Clinical psychiatry, like other medical specialties, eagerly awaits treatment breakthroughs. Despite the availability of many pharmacotherapies, even common illnesses such as diabetes, hypertension, and bipolar disorder cannot be cured.

Until investigators unravel a disease’s pathophysiology, treatments tend to remain symptomatic. Molecular genetics research ultimately may revolutionize the treatment of serious body and mind disorders, but how long must we wait?

As naïve medical students in the 1970s, my friends and I believed cures certainly would be discovered before the new millennium for cancer, arthritis, Alzheimer’s dementia, schizophrenia, diabetes, major depression, and anxiety. Although progress has been made, the pace of developing effective new treatments has been much slower than we expected.

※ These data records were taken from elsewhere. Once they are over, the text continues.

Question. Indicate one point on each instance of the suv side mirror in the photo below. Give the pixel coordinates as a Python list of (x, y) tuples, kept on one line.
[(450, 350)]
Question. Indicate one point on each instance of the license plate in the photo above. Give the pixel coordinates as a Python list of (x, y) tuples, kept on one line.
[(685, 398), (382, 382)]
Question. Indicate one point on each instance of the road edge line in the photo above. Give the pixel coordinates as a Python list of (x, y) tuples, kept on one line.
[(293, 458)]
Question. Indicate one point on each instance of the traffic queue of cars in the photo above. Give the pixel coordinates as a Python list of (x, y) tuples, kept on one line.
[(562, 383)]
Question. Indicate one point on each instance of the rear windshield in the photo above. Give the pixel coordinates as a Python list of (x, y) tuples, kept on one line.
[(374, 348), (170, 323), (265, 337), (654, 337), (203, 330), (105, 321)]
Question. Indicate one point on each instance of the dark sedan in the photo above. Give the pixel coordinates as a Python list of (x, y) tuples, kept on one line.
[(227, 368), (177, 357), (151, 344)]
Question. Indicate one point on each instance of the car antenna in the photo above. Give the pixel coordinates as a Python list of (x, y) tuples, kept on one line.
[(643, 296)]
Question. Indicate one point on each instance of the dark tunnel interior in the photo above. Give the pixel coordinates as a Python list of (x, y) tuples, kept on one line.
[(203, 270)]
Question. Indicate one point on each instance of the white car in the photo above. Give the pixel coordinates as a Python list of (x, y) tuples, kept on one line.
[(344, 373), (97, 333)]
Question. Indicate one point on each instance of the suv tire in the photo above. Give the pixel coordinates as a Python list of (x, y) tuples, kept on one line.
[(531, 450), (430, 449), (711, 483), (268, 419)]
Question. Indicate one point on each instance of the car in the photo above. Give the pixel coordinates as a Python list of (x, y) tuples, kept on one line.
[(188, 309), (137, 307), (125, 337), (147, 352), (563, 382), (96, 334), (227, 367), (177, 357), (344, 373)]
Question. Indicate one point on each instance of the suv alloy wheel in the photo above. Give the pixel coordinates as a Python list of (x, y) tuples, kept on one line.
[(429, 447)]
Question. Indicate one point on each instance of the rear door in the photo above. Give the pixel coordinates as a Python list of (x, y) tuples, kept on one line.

As a researcher, I understand why brave new treatments are elusive. Even so, I keep hoping to see “disruptive” discoveries that will bring solutions to our patients’ suffering. Psychiatry needs a surge in pharmacologic innovations to advance from decades-old, serendipitously discovered, partially effective drugs to highly specific and effective biologic interventions.

Where will these desired breakthroughs come from? The National Institute of Mental Health (NIMH) does not have the budget to develop new drugs for psychiatry. The pharmaceutical industry—on which psychiatry is almost entirely dependent for new medications—seems to have stalled. Drug companies are complex, for-profit enterprises that employ tens of thousands of researchers to discover, test, and develop new drugs under an increasingly stifling web of regulatory controls.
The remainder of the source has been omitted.